Purpose: When there is more than one potentially predictive biomarker for a new drug, the drug is often evaluated in different subpopulations defined by different biomarkers. We aim to (i) estimate the risk of false-positive findings with this approach and (ii) evaluate the cross-validated adaptive signature design (CVASD) as a potential alternative.
Experimental design: By using numerically simulated data, we compare the current approach and the CVASD across different settings and scenarios. We consider three strategies for CVASD. The first two CVASD strategies are different in terms of the partitioning of the overall significance level (between the population test and the subgroup test). In the third CVASD strategy, the order of the two tests is reversed, that is, the population test is realized when the prioritized subgroup test is not statistically significant.
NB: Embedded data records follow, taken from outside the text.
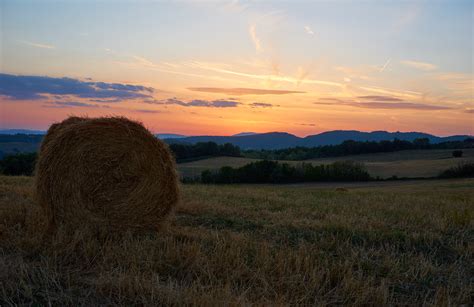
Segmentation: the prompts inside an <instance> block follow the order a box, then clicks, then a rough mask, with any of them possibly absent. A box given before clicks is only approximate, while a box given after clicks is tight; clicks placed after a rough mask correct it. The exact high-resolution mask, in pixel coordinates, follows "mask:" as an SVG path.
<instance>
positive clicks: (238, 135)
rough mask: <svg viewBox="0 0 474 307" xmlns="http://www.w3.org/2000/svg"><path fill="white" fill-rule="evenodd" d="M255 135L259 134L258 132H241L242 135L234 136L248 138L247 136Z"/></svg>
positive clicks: (241, 134) (237, 134)
mask: <svg viewBox="0 0 474 307" xmlns="http://www.w3.org/2000/svg"><path fill="white" fill-rule="evenodd" d="M254 134H258V133H256V132H240V133H237V134H234V135H233V136H247V135H254Z"/></svg>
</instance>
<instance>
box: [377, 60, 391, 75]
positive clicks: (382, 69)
mask: <svg viewBox="0 0 474 307" xmlns="http://www.w3.org/2000/svg"><path fill="white" fill-rule="evenodd" d="M391 61H392V59H391V58H389V59H388V60H387V62H385V64H383V66H382V67H381V68H380V70H379V72H383V71H384V70H385V68H387V67H388V65H389V64H390V62H391Z"/></svg>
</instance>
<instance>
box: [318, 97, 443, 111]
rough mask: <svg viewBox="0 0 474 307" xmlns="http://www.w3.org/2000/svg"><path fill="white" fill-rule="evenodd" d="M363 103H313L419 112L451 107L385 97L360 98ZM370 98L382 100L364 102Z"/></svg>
mask: <svg viewBox="0 0 474 307" xmlns="http://www.w3.org/2000/svg"><path fill="white" fill-rule="evenodd" d="M360 97H362V100H363V101H357V100H352V99H339V98H321V99H320V100H322V101H319V102H315V103H314V104H317V105H344V106H351V107H357V108H367V109H410V110H420V111H436V110H449V109H452V108H451V107H447V106H439V105H431V104H424V103H417V102H407V101H403V100H400V99H397V98H393V99H392V97H385V96H360ZM360 97H359V98H360ZM370 97H372V98H374V97H375V98H377V97H379V98H382V99H381V100H378V101H365V100H367V99H370Z"/></svg>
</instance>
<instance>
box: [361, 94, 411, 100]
mask: <svg viewBox="0 0 474 307" xmlns="http://www.w3.org/2000/svg"><path fill="white" fill-rule="evenodd" d="M357 98H360V99H364V100H375V101H402V99H400V98H397V97H391V96H377V95H368V96H357Z"/></svg>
Results: The current approach results in a high risk of false-positive findings, whereas this risk is close to the nominal level of 5% once applying the CVASD, regardless of the strategy. When the treatment is equally effective to all patients, only the CVASD strategies could specify correctly the absence of a sensitive subgroup. When the treatment is only effective for some sensitive responders, the third CVASD strategy stands out by its ability to correctly identify the predictive biomarker(s).
Conclusions: The drug-biomarker coevaluation based on a series of independent enrichment trials can result in a high risk of false-positive findings. CVASD with some appropriate adjustments can be a good alternative to overcome this multiplicity issue.
©2018 American Association for Cancer Research.